More than half of days

Nearly every day

Prefer not to answer

  1. Little interest or pleasure in doing things

  1. Feeling down, depressed, or hopeless



Now we are going to ask a question about smoking.

    1. [ASK IF CHILD AGE 12+ YEARS OLD] Have you ever tried cigarette smoking, vaping, or other tobacco products (such as e-cigarettes, cigars, cigarillos, little cigars, or chewing tobacco)? E-cigarettes are battery powered devices that usually contain a nicotine-based liquid that is vaporized and inhaled.

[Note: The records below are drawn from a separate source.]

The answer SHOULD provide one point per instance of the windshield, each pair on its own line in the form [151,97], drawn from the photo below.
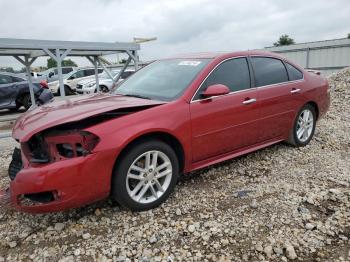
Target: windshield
[105,75]
[162,80]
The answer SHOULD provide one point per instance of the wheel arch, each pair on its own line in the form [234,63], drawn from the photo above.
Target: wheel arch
[315,106]
[165,137]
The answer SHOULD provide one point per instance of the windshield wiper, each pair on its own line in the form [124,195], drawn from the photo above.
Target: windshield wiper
[138,96]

You may also know them as e-cigs, vape-pens, e-hookahs, or mods.

[Source: EAT Gen2 Adolescent Survey, Johns Hopkins question]

Yes

No

Don’t know

Refused

    1. [ASK IF CHILD AGE 12+ YEARS OLD AND B.14=YES] During the past 30 days, on how many days did you smoke cigarettes, vape, or use other tobacco products?

[Source: EAT Gen2 Adolescent Survey; Johns Hopkins question]

0 days

1 or 2 days

3 to 5 days

6 to 9 days

10 to 19 days

20 to 29 days

All 30 days

Don’t know

Refused

Lastly, we are going to ask questions about how you describe yourself.

    1. [ASK IF CHILD AGE 12+ YEARS OLD] Are you (select all that apply):

[Source: National Center for Health Statistics, Johns Hopkins question]

Male

Female

Transgender, non-binary, or another gender

Prefer not to answer

    1. [ASK IF CHILD IS AGE 12+ YEARS OLD] Which of the following best describes you?

[Source: CDC Youth Risk Behavior Survey (YRBS) – 2023, Johns Hopkins question]

Heterosexual (straight)

Gay or lesbian

Bisexual

I describe my sexual identity some other way

I am not sure about my sexual identity (questioning)

I do not know what this question is asking

Prefer not to answer



That is all the questions we have at this time. Thank you very much for taking the time to talk with us today.